If I told you that Volkswagen had developed a car that could return 0.75 litres per 100 kms (313 mpg) and emit just 24 grams of CO2 per kilometre, is that something you might be interested in?
Volkswagen has unveiled such a car at the Qatar Motor Show, and it’s the latest iteration of the German car company’s Super Efficient Vehicle (SEV).
The figures are astonishing and would no doubt be of grave concern to the major oil companies.
The XL1 is a rear-wheel drive plug in hybrid, powered by an 800 cc TDI two-cylinder common-rail diesel engine, developing just over 35 kW or 48 HP. The additional power source is an electric motor generating a little over 19 kW, bringing the power up to 54 kW.
It isn’t a whole lot of power, but with a kerb weight of 795 kilograms, it gets the job done if efficiency is the primary goal.
Linking the diesel engine and the electric motor is seven-speed DSG gearbox and an automatic clutch between each unit. It means the electric motor can function independently of the TDI engine or in tandem, when more acceleration is required
The entire body structure of the car weighs just 230kg, and is constructed from carbon fibre reinforced polymer (CFRP) and Resin Transfer Moulding (RTM).
There is room for a driver and passenger who sit side-by-side and access to the cabin is via a pair of scissor doors, which are hinged on the A-pillar.
Further weight savings come from the magnesium wheels, while the brakes are ceramic, and the aluminium is used for the dampers, steering and brake calipers.
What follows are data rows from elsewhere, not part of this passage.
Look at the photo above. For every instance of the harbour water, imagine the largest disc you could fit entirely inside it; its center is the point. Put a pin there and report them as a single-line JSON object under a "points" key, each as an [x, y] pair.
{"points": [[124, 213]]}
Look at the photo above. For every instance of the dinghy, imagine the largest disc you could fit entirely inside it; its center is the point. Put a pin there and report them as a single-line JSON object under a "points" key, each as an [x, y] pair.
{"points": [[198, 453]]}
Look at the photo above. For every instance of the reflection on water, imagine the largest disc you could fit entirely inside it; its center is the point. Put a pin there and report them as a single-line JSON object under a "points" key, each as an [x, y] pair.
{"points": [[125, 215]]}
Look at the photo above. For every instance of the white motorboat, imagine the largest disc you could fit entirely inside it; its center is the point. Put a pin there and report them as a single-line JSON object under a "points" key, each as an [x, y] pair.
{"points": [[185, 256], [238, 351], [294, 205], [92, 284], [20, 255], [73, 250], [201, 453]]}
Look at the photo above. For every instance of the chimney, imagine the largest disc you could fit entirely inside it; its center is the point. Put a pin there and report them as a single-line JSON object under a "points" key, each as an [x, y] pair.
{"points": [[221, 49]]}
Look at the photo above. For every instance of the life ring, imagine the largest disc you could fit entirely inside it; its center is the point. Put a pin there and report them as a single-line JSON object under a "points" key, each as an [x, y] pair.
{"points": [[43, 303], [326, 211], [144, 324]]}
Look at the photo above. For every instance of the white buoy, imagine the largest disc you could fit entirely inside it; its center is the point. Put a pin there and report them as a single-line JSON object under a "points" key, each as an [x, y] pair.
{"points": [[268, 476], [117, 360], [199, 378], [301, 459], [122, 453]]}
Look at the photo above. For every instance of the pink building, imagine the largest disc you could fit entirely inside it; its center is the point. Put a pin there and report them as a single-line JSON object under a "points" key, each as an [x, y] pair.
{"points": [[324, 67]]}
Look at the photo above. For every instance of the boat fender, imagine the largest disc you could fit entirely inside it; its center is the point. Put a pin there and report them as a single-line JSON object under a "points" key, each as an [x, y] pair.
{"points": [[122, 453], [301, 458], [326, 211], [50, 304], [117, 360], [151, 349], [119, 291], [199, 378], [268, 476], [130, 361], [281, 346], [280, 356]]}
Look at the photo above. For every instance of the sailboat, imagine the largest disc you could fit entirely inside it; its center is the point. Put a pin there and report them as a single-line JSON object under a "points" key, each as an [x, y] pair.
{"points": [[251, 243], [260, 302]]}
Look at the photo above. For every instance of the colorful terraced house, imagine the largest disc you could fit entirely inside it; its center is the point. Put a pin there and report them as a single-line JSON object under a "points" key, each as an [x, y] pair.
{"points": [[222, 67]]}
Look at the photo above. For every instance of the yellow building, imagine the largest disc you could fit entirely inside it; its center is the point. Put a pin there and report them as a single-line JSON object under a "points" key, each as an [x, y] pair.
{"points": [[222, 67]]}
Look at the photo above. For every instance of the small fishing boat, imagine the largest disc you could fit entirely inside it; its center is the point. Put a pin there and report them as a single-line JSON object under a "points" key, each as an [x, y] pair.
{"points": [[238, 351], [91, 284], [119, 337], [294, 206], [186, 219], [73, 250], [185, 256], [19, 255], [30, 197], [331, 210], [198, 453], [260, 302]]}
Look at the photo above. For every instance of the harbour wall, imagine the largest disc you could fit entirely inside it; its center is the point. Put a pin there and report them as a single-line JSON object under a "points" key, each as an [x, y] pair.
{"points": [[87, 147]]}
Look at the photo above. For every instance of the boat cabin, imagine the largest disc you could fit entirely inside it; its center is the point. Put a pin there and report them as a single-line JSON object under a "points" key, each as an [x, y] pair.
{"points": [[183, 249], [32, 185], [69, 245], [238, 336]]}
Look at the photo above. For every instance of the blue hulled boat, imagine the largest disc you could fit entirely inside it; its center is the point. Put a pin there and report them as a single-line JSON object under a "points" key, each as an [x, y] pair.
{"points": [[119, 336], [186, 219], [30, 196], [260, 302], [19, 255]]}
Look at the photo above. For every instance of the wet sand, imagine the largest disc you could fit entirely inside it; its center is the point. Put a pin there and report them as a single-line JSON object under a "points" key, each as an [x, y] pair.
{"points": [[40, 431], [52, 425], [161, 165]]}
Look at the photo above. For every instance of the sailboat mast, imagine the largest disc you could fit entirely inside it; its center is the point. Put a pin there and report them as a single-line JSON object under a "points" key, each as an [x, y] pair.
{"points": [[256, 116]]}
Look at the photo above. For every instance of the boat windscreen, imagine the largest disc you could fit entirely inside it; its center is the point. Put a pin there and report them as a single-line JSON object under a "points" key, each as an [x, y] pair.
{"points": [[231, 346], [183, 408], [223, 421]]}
Wind tunnel utilisation is responsible for the exterior styling, which helps the XL1 achieve the remarkable coefficient of drag number of 0.186.
The length and width of the car are similar to that of the Volkswagen Polo, while the height is closer to the Lamborghini Gallardo.
The XL1, while still a concept, pushes the efficiency envelope to the outer limits of what mankind is capable of.